Further advantages of sesame: antioxidants and phytoestrogens

Sesame not only teems with calcium and critical minerals, it also is high in potent antioxidants like sesamin and tocopherol. These substances can help reduce oxidative stress in bone cells, potentially slowing down natural bone deterioration and bolstering long-term bone health.

Moreover, sesame contains phytoestrogens, compounds that imitate estrogen’s effects in the body, which may be particularly beneficial for those experiencing menopause or older individuals.
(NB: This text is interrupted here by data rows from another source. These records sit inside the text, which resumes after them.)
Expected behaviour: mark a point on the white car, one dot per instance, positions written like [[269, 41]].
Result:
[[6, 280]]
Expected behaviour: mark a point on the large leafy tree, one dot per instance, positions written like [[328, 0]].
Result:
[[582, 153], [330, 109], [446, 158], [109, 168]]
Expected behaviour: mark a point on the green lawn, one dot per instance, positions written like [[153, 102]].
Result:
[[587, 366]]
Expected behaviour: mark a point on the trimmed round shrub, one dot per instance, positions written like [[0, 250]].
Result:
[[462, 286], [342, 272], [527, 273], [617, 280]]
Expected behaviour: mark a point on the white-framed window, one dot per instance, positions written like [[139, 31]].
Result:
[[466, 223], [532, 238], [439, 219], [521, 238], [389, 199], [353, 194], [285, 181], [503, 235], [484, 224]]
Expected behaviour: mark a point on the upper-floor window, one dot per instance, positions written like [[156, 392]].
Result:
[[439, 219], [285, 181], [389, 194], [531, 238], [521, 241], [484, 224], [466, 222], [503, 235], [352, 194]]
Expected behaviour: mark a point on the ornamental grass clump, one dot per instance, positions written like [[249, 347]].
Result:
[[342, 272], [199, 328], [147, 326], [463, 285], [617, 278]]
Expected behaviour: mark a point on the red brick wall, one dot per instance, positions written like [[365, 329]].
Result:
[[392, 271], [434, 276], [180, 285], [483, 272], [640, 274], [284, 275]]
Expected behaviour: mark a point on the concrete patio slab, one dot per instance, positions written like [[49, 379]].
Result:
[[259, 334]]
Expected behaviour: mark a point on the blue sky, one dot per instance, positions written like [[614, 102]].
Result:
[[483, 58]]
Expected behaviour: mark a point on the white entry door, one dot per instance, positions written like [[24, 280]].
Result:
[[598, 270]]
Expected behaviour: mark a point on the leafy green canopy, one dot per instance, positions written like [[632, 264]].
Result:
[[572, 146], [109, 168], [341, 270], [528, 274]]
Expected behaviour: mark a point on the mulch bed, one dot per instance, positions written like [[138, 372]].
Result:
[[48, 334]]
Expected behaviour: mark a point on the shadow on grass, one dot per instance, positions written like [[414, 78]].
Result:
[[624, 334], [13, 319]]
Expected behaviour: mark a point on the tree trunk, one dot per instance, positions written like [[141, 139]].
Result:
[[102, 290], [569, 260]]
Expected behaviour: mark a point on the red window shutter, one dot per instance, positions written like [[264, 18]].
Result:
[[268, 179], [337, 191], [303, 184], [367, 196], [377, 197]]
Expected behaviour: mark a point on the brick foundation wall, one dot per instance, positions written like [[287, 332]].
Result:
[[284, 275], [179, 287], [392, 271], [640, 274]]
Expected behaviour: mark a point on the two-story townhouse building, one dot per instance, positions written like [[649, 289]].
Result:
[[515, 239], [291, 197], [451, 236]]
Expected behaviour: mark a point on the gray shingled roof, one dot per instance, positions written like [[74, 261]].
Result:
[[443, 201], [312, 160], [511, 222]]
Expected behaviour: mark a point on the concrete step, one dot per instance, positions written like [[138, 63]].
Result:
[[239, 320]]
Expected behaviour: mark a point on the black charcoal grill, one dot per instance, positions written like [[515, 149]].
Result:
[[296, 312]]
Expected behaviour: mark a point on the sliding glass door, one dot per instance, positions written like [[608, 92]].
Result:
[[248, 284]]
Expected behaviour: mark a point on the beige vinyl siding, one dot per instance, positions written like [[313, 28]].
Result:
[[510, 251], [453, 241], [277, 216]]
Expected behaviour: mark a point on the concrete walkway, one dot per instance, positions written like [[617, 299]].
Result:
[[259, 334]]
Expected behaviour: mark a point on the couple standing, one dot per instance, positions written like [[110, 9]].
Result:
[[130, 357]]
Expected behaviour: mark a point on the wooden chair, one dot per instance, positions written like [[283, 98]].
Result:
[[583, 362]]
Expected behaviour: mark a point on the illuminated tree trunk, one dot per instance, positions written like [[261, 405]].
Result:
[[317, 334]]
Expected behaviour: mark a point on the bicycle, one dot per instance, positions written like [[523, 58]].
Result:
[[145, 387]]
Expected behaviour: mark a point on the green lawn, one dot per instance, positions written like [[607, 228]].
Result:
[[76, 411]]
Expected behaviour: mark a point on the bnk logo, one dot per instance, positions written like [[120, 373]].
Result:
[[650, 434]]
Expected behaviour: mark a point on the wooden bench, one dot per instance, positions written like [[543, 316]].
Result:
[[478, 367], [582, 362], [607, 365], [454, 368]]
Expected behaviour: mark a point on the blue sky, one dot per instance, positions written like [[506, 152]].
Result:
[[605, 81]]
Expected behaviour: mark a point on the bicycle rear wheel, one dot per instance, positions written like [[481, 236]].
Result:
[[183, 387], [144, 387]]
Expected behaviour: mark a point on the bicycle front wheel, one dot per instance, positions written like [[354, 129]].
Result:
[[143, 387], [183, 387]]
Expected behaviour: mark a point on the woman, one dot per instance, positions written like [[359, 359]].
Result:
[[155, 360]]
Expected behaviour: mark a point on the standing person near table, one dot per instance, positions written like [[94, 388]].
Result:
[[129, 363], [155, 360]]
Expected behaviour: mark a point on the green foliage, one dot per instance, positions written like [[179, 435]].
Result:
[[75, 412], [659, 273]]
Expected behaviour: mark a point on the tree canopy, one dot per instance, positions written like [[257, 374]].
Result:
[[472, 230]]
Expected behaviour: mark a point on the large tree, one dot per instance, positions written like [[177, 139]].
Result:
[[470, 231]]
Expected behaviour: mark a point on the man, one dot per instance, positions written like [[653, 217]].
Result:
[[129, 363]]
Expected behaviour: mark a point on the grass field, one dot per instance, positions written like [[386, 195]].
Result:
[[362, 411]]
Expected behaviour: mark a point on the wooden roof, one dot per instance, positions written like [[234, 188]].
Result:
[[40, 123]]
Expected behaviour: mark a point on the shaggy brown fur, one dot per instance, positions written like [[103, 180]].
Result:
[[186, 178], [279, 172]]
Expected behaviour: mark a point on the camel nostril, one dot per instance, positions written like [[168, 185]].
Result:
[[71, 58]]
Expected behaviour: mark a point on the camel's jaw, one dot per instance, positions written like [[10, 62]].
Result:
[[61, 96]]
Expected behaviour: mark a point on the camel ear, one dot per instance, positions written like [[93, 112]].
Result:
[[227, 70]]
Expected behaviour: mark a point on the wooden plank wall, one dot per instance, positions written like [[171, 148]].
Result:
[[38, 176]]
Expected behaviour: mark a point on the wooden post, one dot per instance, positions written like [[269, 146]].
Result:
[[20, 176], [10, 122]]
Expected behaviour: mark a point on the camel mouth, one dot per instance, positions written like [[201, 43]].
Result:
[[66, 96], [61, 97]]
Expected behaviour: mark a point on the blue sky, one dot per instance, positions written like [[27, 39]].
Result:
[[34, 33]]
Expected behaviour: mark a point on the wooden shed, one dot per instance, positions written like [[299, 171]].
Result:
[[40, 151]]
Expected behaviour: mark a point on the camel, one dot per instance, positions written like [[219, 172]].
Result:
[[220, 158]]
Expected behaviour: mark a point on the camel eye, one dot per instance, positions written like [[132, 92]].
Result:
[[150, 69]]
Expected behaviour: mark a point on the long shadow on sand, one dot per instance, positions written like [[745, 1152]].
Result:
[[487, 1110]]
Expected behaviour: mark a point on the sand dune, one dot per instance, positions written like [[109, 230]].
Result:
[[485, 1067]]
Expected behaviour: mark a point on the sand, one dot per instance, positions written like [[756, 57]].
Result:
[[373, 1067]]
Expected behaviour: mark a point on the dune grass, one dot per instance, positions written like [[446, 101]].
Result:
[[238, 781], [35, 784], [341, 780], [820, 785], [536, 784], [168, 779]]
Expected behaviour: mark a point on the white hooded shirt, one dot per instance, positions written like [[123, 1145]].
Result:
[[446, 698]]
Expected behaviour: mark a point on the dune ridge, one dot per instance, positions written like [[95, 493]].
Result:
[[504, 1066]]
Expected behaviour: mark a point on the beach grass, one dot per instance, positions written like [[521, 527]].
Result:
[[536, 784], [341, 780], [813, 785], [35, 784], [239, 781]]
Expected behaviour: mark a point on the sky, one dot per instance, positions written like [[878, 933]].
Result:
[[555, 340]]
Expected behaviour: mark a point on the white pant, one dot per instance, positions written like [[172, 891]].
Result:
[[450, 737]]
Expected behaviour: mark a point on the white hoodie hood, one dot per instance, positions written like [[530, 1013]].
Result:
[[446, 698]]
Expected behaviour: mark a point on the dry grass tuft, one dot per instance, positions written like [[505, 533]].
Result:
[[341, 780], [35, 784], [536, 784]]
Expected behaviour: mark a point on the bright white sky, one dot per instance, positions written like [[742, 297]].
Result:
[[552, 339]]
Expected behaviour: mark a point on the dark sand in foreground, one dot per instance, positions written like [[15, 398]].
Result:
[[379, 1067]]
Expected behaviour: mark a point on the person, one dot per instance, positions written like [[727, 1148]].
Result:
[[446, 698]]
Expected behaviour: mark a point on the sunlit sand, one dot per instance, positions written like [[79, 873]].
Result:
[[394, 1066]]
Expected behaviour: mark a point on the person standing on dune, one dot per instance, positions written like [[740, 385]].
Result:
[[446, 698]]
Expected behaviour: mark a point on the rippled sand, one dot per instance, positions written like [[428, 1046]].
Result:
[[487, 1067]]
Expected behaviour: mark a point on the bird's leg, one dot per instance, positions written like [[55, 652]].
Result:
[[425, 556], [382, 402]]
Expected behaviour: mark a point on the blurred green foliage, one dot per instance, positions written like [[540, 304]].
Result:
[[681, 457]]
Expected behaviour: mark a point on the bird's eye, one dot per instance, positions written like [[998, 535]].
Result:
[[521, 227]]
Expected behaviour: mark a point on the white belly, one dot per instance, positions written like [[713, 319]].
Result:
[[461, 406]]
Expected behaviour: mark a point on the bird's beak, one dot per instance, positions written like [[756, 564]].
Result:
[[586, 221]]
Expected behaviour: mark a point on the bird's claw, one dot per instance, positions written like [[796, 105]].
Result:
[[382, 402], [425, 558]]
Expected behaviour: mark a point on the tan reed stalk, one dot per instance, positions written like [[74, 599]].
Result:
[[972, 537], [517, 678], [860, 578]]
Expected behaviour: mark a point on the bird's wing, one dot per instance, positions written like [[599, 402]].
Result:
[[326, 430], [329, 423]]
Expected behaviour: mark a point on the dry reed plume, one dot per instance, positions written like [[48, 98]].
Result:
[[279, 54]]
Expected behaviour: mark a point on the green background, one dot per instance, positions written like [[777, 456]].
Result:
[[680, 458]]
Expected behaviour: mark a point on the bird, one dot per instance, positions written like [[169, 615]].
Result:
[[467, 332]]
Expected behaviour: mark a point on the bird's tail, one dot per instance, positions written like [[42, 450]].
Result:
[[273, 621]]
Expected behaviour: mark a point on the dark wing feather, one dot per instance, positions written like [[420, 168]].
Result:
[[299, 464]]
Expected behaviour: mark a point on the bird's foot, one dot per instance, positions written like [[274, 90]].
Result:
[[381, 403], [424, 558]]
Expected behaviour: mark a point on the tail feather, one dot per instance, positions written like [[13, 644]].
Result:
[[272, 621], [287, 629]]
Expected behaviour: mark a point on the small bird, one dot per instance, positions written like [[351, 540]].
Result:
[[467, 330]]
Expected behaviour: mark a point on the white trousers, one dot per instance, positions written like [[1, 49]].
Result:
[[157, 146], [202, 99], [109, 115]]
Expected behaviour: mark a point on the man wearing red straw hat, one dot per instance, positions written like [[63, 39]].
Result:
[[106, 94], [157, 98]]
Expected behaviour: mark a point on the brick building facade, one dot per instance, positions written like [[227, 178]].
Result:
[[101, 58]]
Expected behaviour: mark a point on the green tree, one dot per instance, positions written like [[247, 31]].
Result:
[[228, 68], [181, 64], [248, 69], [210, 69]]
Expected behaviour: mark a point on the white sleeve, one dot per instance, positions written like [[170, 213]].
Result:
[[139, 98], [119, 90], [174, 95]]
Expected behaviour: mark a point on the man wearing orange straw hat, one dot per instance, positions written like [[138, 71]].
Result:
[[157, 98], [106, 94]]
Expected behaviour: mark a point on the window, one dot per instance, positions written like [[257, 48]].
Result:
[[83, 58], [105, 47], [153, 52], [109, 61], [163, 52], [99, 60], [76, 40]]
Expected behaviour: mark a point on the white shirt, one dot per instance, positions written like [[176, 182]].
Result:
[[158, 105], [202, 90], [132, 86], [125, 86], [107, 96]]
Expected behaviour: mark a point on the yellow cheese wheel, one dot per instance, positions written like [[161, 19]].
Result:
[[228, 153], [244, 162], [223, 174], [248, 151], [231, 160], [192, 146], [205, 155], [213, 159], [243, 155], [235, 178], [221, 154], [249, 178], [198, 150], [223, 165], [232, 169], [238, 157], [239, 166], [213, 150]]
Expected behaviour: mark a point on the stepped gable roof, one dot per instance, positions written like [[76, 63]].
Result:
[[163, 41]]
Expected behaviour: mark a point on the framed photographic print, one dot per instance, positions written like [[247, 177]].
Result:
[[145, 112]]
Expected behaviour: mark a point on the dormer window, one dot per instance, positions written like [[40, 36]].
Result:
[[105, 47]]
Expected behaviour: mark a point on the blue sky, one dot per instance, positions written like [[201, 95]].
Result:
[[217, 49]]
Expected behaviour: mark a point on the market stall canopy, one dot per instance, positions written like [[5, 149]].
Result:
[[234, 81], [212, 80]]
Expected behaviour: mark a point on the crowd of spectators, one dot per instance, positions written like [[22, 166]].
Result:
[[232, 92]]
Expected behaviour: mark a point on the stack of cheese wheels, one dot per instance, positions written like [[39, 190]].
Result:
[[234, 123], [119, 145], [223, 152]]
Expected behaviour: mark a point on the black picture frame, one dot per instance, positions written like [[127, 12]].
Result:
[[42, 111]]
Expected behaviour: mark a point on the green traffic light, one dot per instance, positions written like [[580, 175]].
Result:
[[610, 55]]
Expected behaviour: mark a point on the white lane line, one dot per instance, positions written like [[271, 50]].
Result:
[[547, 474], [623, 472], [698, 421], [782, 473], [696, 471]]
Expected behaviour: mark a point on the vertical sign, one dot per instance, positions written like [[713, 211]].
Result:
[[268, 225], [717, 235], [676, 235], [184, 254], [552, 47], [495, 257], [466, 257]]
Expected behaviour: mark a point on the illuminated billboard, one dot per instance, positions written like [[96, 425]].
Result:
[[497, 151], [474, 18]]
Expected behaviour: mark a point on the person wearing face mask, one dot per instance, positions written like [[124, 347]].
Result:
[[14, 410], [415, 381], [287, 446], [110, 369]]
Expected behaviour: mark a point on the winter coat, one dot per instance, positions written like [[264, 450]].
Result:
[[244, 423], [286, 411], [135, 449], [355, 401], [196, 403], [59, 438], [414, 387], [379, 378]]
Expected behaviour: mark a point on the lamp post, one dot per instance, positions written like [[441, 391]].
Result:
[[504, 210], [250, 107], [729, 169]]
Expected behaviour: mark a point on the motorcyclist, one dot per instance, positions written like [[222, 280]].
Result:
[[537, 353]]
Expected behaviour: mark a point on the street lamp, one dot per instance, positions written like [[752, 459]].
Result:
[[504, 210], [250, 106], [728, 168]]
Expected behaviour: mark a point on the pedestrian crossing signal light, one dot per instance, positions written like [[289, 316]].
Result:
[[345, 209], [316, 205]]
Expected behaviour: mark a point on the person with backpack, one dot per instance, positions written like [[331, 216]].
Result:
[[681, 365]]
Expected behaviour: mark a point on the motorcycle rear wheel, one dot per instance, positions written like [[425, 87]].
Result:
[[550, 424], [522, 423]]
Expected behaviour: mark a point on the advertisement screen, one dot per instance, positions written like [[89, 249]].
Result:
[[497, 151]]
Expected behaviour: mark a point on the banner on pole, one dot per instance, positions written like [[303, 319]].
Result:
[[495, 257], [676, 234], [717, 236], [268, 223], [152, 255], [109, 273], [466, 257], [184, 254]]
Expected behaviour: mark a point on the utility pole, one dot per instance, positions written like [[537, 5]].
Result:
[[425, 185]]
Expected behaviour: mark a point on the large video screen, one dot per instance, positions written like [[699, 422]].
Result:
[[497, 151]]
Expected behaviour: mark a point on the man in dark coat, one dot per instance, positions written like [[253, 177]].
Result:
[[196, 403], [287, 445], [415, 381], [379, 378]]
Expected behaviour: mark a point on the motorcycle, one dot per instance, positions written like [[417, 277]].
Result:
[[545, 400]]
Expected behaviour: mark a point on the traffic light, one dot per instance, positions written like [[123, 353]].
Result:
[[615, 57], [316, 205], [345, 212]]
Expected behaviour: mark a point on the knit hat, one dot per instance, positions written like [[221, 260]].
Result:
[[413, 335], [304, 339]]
Ways to incorporate sesame into your daily meals

Introducing sesame seeds into your everyday diet is quite simple, with various tasty options available. Here are several suggestions:

  • Toast as a topping: Garnish salads, soups, or rice with toasted sesame seeds for an added crunch and nutrition.
  • Blend in smoothies: Mix a tablespoon of raw or toasted sesame into your fruit or vegetable smoothies.
  • Incorporate in baking: Add sesame seeds into bread, cookies, or cakes, or use them as a decorative element before baking.
  • Create tahini: Make or purchase tahini, a sesame paste excellent for spreading or as a base for hummus or dressings.
  • Sprinkle on fruit and yogurt: Enhance natural yogurt or fresh fruits with sesame for added nutrients.
  • Use in Asian dishes: Incorporate into recipes like sushi, noodles, or Asian-style stir-fries.
  • Make energy bars: Mix sesame seeds into nuts for homemade energy bars or healthy snacks.

Sesame seeds provide an outstanding source of calcium, alongside other crucial minerals, antioxidants, and phytoestrogens that support bone health. Adding them to your daily regimen is effortless and can significantly help maintain robust bones while warding off diseases like osteoporosis.

*This article has been automatically translated using artificial intelligence.